Project manager or superhero? PIN-UP.TECH shares tips for organizing the effective work of technical teams
Nataliia Hradobyk, Tech Project Manager at PIN-UP.TECH, shares tips for building and organizing workflows for technical projects, emphasizing communication and understanding of the technical context.
Opinion.- Technical project managers are the people who build and organize the process of developing a technical project or initiative. They deal with requests, required competencies, responsible persons, and task prioritization. Nataliia Hradobyk, tech project manager at PIN-UP.TECH, tells how to become a project manager who has everything under control.
Peculiarities of organizing the work of technical teams
To understand the context, I will explain that there are two types of project managers at PIN-UP: classical and technical. Classical project managers have their own teams and human resources at their disposal, while technical project managers act as organizers and coordinators of the process of developing technical initiatives and projects.
Tech PMs coordinate them during the Pre-Project phase, facilitate communication between all stakeholders at the Initiation and Planning stages, and during the Execution and Control stages, they form and manage a temporary virtual team or transfer the scope of work to the Domain team.
Technical initiatives of PIN-UP.TECH are usually aimed at solving platform, infrastructure, CI/CD issues, or at requests from internal departments such as Security, DevOps, Infra, HR, etc. For a technical project manager, it is important to have in-depth knowledge not only of PM approaches, but also of technologies to understand the project context, effectively facilitate communication, and help identify possible technical risks.
The main task of a technical Project Manager is to effectively coordinate specialists from different teams and departments working on a common goal. This means setting up workflows from scratch for each request or project, balancing between different virtual teams and their team member’s parallel activities, finding suitable time slots for meetings, and even “fighting” with constantly competing priorities.
Tech PM tips for effective workflow organization
To build the workflow correctly and without unnecessary stress, I have a few tips for you:
- Continuous training in domain and technology: It is important to understand all the specific terminology to communicate with the team in the same language. It is also equally important for helping the team build a well-developed backlog.

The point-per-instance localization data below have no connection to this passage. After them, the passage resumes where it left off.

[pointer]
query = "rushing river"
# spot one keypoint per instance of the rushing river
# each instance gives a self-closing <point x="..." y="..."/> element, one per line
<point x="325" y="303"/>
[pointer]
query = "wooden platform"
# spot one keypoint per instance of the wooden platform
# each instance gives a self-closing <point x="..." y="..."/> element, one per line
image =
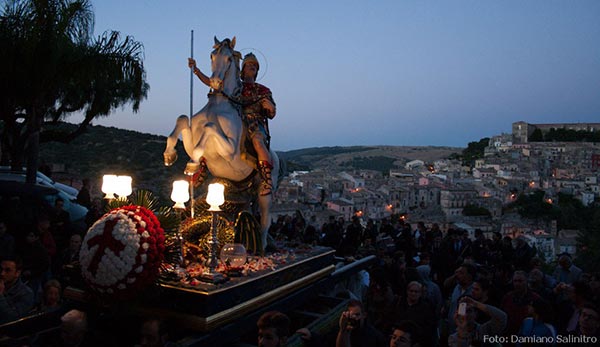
<point x="206" y="306"/>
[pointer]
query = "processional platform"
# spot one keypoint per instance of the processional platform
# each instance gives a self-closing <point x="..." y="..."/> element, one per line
<point x="204" y="306"/>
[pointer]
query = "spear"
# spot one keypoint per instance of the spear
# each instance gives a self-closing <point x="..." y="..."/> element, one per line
<point x="191" y="114"/>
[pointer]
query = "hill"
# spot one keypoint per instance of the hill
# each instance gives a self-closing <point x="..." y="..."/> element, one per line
<point x="103" y="150"/>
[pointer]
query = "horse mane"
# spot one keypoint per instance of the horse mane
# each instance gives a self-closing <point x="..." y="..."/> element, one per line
<point x="237" y="56"/>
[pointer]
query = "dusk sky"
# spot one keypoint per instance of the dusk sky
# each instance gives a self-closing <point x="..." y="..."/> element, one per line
<point x="345" y="73"/>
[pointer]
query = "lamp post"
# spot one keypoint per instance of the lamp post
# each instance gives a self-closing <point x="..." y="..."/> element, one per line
<point x="214" y="198"/>
<point x="180" y="195"/>
<point x="109" y="186"/>
<point x="123" y="187"/>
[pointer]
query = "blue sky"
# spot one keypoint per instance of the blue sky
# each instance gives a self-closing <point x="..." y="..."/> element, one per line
<point x="375" y="72"/>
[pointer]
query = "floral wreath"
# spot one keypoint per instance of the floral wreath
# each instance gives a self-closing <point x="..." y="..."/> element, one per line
<point x="122" y="252"/>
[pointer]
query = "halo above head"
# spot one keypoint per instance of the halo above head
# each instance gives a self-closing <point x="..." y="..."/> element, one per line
<point x="261" y="60"/>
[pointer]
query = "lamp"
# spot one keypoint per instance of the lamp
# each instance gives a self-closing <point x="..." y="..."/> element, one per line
<point x="123" y="186"/>
<point x="215" y="198"/>
<point x="180" y="194"/>
<point x="109" y="186"/>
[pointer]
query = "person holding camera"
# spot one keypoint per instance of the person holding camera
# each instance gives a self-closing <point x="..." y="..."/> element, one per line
<point x="468" y="331"/>
<point x="355" y="331"/>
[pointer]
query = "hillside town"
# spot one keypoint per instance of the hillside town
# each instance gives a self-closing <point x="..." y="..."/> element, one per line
<point x="438" y="192"/>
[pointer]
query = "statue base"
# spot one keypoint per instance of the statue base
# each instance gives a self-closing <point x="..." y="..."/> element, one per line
<point x="213" y="277"/>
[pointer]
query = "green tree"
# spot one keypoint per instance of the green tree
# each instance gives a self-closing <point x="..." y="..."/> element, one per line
<point x="51" y="67"/>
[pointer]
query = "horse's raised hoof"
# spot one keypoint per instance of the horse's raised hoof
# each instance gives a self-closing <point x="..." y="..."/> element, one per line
<point x="170" y="158"/>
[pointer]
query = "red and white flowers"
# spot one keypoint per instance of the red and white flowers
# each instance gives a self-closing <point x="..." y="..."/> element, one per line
<point x="121" y="253"/>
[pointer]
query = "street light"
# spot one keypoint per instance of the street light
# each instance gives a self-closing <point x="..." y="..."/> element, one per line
<point x="215" y="198"/>
<point x="180" y="194"/>
<point x="109" y="186"/>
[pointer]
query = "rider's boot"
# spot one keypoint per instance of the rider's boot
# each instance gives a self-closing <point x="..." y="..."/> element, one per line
<point x="265" y="169"/>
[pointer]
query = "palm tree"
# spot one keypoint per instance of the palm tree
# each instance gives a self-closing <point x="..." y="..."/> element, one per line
<point x="51" y="67"/>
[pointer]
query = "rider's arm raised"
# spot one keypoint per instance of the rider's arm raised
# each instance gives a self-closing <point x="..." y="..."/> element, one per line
<point x="197" y="72"/>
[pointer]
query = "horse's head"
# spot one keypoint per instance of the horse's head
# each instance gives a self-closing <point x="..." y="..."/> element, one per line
<point x="225" y="66"/>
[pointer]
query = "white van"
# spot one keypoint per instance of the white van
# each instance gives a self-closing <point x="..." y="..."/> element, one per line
<point x="6" y="171"/>
<point x="76" y="211"/>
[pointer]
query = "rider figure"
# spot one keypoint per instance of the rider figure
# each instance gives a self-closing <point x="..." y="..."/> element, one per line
<point x="257" y="107"/>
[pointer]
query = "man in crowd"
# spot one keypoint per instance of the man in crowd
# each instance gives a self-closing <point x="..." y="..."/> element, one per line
<point x="16" y="298"/>
<point x="355" y="330"/>
<point x="273" y="329"/>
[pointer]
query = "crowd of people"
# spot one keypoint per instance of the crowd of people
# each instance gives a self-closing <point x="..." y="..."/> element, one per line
<point x="428" y="287"/>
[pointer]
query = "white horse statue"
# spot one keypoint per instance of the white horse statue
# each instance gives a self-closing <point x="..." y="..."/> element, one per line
<point x="216" y="132"/>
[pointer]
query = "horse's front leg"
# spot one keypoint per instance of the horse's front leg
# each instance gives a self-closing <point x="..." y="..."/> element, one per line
<point x="181" y="127"/>
<point x="224" y="145"/>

- Effective facilitation: It is not necessary to be an expert in all the technical details, your goal is to coordinate communication between the Technical SMEs and the implementers. Record videos of important meetings, take structured and insightful meeting notes and use Miro boards for facilitation.
- Gathering technical requirements: Gather working groups for requirements brainstorming, record ideas on Miro, and validate them with the team. Identify a responsible Technical SME to formalize the requirements into a document.

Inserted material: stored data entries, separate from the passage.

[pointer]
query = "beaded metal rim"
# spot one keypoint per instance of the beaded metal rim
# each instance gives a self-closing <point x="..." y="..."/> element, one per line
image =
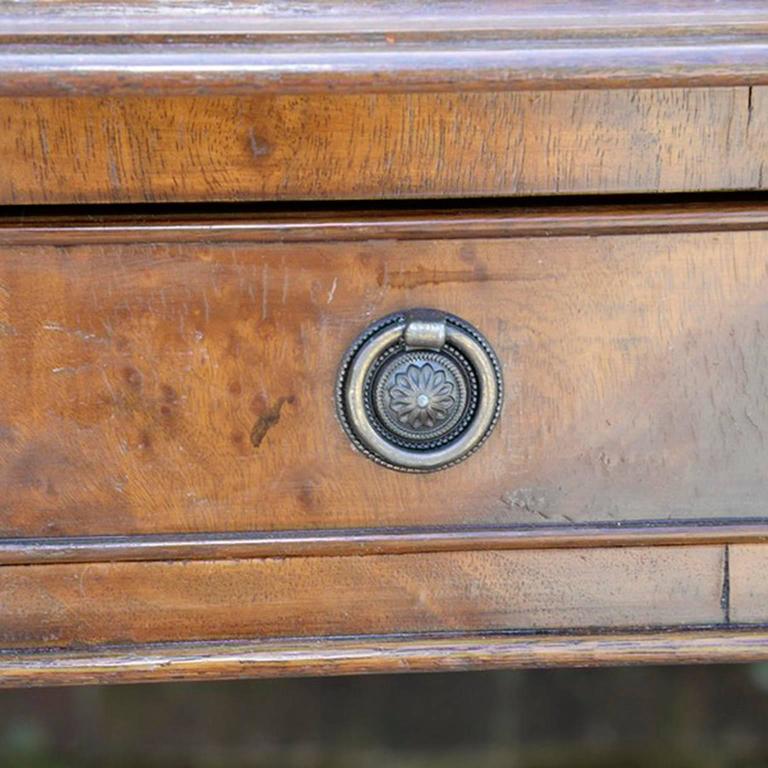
<point x="385" y="324"/>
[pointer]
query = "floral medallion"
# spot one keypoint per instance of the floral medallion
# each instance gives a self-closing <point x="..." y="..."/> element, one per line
<point x="420" y="395"/>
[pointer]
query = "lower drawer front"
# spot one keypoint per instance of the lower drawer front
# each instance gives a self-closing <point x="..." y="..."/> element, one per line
<point x="158" y="380"/>
<point x="168" y="429"/>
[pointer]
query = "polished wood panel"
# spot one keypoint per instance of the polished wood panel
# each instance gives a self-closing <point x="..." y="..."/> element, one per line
<point x="136" y="375"/>
<point x="87" y="150"/>
<point x="98" y="603"/>
<point x="172" y="47"/>
<point x="270" y="658"/>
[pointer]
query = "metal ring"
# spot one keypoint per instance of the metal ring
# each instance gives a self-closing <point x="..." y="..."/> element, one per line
<point x="437" y="329"/>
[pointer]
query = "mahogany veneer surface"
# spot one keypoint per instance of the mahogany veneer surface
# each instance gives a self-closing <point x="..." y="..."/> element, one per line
<point x="159" y="386"/>
<point x="374" y="146"/>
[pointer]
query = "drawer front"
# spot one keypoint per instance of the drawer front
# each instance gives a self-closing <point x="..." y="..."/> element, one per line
<point x="160" y="379"/>
<point x="326" y="146"/>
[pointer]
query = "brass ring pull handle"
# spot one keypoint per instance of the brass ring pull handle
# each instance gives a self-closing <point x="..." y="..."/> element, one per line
<point x="419" y="391"/>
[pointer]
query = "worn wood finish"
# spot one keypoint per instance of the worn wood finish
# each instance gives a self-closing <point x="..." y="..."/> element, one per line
<point x="98" y="603"/>
<point x="185" y="48"/>
<point x="324" y="543"/>
<point x="235" y="660"/>
<point x="472" y="220"/>
<point x="747" y="567"/>
<point x="176" y="387"/>
<point x="88" y="150"/>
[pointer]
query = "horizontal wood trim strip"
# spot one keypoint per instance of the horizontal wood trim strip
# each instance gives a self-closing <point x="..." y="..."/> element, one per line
<point x="319" y="543"/>
<point x="301" y="226"/>
<point x="108" y="603"/>
<point x="451" y="46"/>
<point x="224" y="660"/>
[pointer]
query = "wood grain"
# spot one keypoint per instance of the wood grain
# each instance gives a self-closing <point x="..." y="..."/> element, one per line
<point x="236" y="660"/>
<point x="93" y="150"/>
<point x="171" y="47"/>
<point x="124" y="603"/>
<point x="748" y="585"/>
<point x="360" y="542"/>
<point x="134" y="374"/>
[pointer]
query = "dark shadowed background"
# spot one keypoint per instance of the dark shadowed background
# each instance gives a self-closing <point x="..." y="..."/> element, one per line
<point x="659" y="716"/>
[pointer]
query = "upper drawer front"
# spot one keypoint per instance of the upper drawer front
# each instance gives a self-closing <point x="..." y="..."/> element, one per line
<point x="165" y="378"/>
<point x="389" y="145"/>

- Regular team syncs: Even if you don’t work according to Scrum, hold daily Scrum events to identify blockers and dependencies in your work in time.

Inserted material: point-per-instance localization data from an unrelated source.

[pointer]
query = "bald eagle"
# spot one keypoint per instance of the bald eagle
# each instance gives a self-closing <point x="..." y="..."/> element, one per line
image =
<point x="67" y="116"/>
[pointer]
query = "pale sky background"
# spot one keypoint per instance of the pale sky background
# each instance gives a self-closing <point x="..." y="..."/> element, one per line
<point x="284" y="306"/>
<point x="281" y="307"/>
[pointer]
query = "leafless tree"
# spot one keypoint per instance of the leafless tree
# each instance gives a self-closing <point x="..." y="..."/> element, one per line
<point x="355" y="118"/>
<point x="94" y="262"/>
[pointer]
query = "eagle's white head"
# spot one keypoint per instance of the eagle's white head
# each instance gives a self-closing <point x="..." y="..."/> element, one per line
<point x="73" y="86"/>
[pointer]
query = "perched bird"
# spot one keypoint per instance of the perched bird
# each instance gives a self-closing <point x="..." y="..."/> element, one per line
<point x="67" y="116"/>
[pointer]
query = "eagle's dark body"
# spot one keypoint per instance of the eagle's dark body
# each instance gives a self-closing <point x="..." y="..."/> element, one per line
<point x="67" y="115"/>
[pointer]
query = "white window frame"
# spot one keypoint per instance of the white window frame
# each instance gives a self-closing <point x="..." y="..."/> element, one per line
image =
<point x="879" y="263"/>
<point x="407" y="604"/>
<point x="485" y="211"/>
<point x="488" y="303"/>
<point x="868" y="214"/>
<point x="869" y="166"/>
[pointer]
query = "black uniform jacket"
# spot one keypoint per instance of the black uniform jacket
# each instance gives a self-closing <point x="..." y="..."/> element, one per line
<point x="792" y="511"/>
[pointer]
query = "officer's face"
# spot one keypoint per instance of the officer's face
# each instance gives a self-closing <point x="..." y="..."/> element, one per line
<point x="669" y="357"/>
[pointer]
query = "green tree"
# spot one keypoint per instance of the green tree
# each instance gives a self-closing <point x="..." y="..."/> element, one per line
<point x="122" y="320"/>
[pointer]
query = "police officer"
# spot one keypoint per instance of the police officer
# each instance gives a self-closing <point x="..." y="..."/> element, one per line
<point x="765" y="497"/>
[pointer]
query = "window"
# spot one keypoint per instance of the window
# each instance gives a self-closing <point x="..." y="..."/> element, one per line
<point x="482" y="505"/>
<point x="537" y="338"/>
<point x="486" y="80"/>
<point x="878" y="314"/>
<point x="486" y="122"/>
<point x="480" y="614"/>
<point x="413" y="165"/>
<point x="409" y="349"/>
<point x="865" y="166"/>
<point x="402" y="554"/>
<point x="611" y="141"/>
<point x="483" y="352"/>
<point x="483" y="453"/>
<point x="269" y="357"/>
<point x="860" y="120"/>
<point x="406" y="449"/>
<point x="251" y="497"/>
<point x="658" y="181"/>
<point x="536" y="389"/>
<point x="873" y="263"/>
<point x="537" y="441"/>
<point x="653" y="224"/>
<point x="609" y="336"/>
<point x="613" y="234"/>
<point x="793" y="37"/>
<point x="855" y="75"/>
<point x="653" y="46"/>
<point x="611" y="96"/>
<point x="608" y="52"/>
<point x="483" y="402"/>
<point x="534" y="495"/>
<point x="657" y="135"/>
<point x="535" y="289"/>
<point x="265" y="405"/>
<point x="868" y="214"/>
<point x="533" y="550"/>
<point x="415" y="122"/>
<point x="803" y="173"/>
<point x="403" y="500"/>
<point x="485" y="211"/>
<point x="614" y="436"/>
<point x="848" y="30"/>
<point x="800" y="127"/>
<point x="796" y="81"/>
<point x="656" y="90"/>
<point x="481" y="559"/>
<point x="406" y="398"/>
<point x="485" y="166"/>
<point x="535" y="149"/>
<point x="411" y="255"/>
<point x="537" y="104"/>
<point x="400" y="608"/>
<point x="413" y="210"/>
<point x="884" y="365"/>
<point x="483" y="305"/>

- Writing technical tasks with clear Acceptance criteria: This helps the team to clearly understand what needs to be done within the task and make sure that everyone understands the task scopes equally.
- Building a buffer in the planning: Take into account the possibility of critical tasks from the business, which almost always have a higher priority.
Tools and approaches to facilitate PM’s work
- Miro and visual facilitation: Create templates for meetings in Miro according to your agendas, which will help you not to miss important and scheduled items and set the team up for productive dialogue.
- Facilitate the conversion of discussions into Action Items: If the team discusses the need to perform a certain activity/task, immediately help them identify the person in charge, the deadline, and specific actions/results so that conversations don’t remain just that, conversations. Conduct regular action items review.
- ChatGPT: Use it to structure call-ups and meeting notes, level up your emails, brainstorm risks, train new technologies, analyze technical resumes, etc.
- BigPicture plug-in in Jira: For planning and visualizing project progress.
Where to get the knowledge
● Google Project Management Certification: Practical tools for working with projects at all stages of the life cycle. Best practices for working with risks, stakeholder management, and creating a project plan.
● Agile Estimating and Planning by Mike Cohn: Here you will get answers to all questions about estimating in Story Points.
● Facilitator’s Guide to Participatory Decision-Making by Lenny Lind and Sam Kaner: Techniques and life hacks for effective group facilitation. You will understand what group dynamics are and how you can influence them.
● Actionable Agile Metrics for Predictability by Daniel S. Vacanti: A book about flow metrics for process improvement. For me, it’s a must-read! One of the best books in recent times.
● AI for Everyone course: Artificial intelligence basics for everyone. After this course, you will understand how to work with ChatGPT and reach a new level in writing prompts.
● This is Lean by Niklas Modig and Pär Åhlström: Practical examples for understanding the Lean approach and implementing it to improve the efficiency of your processes.
It is worth remembering …
To be a productive project manager in tech, it is equally important to be familiar with the technologies that businesses implement and use, understand the principles of organizing and coordinating work processes, and constantly improve your communication skills. And, of course, as in any other profession, a true project management guru is someone who is always trying to learn something new, expand their expertise, and optimize and improve their usual processes.
Nataliia Hradobyk — Project manager / Certified Scrum Master with 10+ years in IT, 5+ years leading Agile Teams, and active Agile community speaker.